So his intellect is not to be trifled with, but his personality is rife with flaws. That's how I approach him. One might argue that the two, intellect and personality, cannot be separated, but I would suggest that with a little careful navigation, they can be. He seems to take particular delight in personal attacks like this one on Reagan or the one you mention on Mother Theresa. He's also attacked Henry Kissinger with incredible vehemence.
I take what I want from Hitchens. Where he's instructive, I listen to him. Where he's a nut, I ignore him.
can you tell when he's hungover from his writ?
"So his intellect is not to be trifled with, but his personality is rife with flaws. That's how I approach him. One might argue that the two, intellect and personality, cannot be separated, but I would suggest that with a little careful navigation, they can be."

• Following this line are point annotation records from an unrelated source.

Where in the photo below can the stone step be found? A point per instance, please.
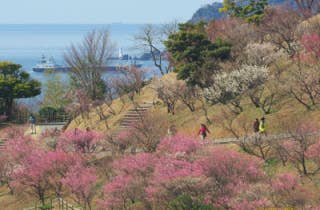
(131, 120)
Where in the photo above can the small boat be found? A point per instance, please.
(49, 64)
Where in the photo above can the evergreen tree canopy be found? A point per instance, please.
(15, 83)
(195, 56)
(250, 10)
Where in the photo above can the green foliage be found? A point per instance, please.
(250, 10)
(46, 207)
(185, 202)
(195, 56)
(52, 114)
(15, 83)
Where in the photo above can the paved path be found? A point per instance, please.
(40, 128)
(248, 138)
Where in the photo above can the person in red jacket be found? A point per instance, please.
(203, 131)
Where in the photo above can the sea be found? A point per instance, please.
(25, 44)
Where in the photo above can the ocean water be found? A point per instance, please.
(25, 44)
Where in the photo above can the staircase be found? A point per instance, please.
(132, 117)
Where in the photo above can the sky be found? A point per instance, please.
(97, 11)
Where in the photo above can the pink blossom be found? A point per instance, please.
(179, 144)
(80, 141)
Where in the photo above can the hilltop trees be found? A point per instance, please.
(250, 10)
(195, 57)
(15, 83)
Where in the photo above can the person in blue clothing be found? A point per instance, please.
(32, 121)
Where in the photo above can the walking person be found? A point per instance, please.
(263, 126)
(32, 121)
(256, 126)
(203, 131)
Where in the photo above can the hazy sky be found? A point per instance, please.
(97, 11)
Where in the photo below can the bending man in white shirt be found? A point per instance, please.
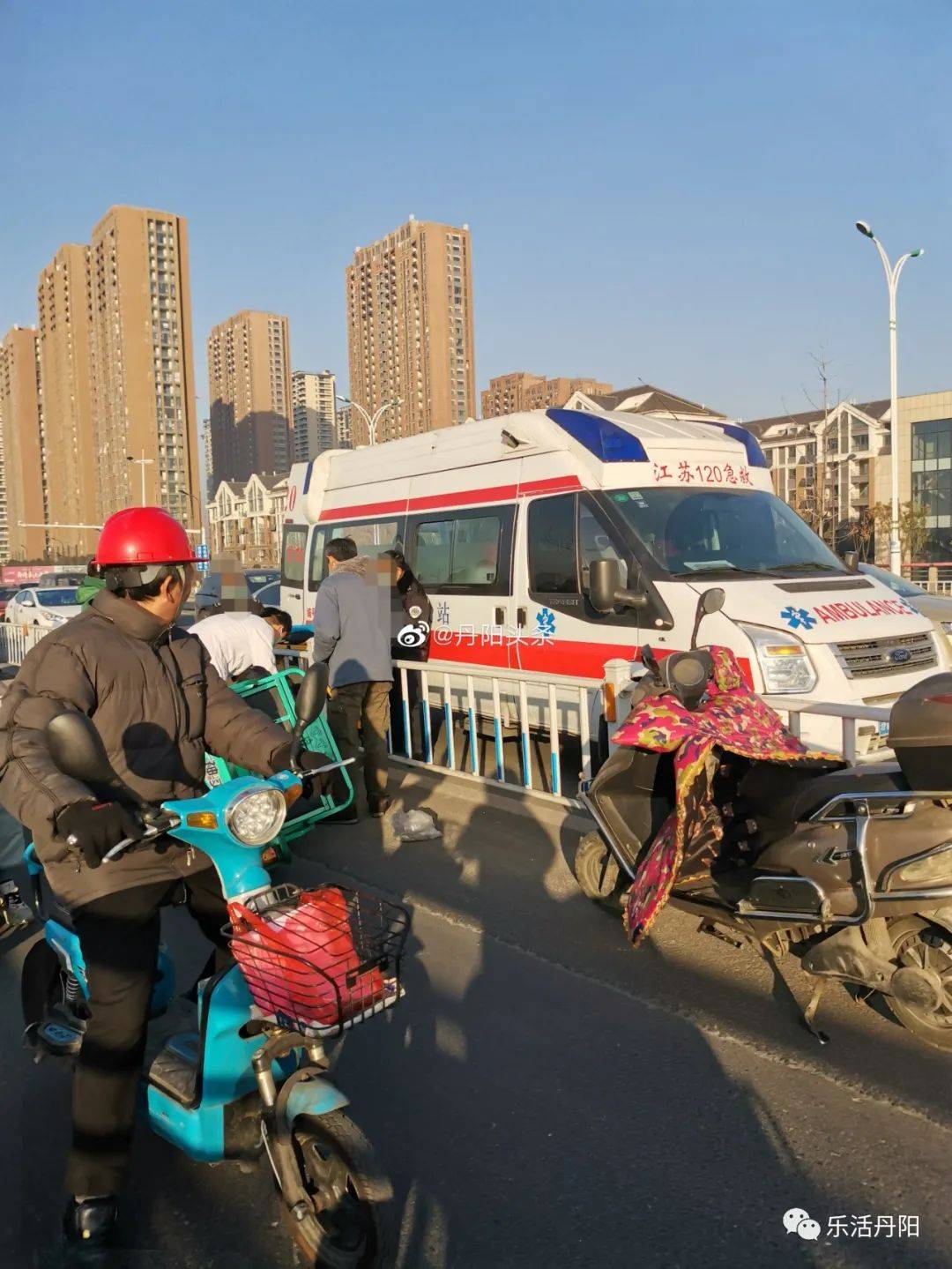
(241, 645)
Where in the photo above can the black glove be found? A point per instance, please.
(309, 760)
(97, 826)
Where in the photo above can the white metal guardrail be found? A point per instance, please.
(15, 641)
(518, 703)
(850, 716)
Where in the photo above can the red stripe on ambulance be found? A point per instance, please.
(465, 497)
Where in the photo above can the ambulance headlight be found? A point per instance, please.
(257, 816)
(784, 660)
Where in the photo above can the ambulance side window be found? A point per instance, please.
(596, 542)
(564, 534)
(552, 546)
(463, 552)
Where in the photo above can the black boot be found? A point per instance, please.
(379, 805)
(90, 1225)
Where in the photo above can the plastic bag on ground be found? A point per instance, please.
(414, 826)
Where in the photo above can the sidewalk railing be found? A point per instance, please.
(521, 730)
(15, 641)
(465, 710)
(793, 710)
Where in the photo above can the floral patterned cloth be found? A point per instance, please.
(732, 719)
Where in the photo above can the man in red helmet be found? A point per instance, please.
(158, 705)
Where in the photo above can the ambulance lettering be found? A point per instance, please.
(859, 609)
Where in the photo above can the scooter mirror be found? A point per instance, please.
(312, 697)
(78, 750)
(712, 601)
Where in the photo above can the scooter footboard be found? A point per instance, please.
(630, 798)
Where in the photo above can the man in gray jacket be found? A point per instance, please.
(353, 633)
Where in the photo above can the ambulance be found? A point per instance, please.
(501, 520)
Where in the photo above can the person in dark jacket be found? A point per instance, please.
(90, 586)
(353, 635)
(410, 641)
(158, 705)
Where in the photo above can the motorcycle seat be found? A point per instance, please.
(772, 792)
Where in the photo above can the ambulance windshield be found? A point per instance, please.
(695, 532)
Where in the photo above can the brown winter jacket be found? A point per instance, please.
(158, 705)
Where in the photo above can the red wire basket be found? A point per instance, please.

Given he apparently has trouble with such intellectually challenging topics like Basic Math, I'd say what you have is a mean, bitter, exceedingly vindictive personality that suffers from self loathing.
Like a blind pig, Hitchen's finds the occasional acorn, but who has the time to watch for hours on end for that seminal event?
Not me. I've got grass growing that needs, and deserves, far more attention than Christopher Hitchens.
I was thinking the same thing about Hitchens, he takes particular delight in personal character assassination. He knows he has a gift with words and gets little attention for a lot of his writing, but his caustic personal attacks always get a lot of press.
You cannot be serious, unmatched?
It is the standard prose of a British public school journalists cum essayist straight out of the LT Review or any of the Oxford/Cambridge rags which, incidentally, are the inspiration for the NY Review of Books, a rag that was a constant conduit for Hitchen's writings. It is all mostly style dressing up a great many polemics, much disinformation and very little fact or reasoned analysis and discourse. He made it at The Nation only because the American staff over there can hardly write at all.
This is the sort of style that while untented for only the clique of insiders pretends to be "objective," to flatter the vanity of its audience. It is a form of moral turpitude.